Thursday, May 31, 2012
Thursday, April 26, 2012
The Oreo Bear Is Having Trouble T.T
Dear Mama Oreo Bear,
Life is hard here in China, for some reason we have to share our bamboo. The great leader, Mao ZeOreo, took all of the bamboo for himself and is not sharing with me. I am so hungry I've resorted to advertisement in America. You might see me in commercials diving for food. Don't be alarmed it's just my way of making a living. They barely pay me because I am a follower of Mao ZeOreo, and must share my earnings.
Mama I am sorry! I should of went to college so that maybe I wouldn't be so miserable. I can barely move to go to rivers to get water, and have no strength to even break bamboos anymore. I fear that I won't be alive anymore so I wrote you this letter. In this letter is a song, and I hope you imagine me singing it.

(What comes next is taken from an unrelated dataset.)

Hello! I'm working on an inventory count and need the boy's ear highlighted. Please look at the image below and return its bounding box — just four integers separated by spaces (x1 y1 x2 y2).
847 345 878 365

Oh the great leader Mao ZeOreo
Ruined the life of all black and white bear-eos
I don't want to share my bamboo
I don't want to live off my own poo
I want the oreeo bears to live on proud
I want Mao ZeOreo to fall from his cloud
Life is hard here in China, for some reason we have to share our bamboo. The great leader, Mao ZeOreo, took all of the bamboo for himself and is not sharing with me. I am so hungry I've resorted to advertisement in America. You might see me in commercials diving for food. Don't be alarmed it's just my way of making a living. They barely pay me because I am a follower of Mao ZeOreo, and must share my earnings.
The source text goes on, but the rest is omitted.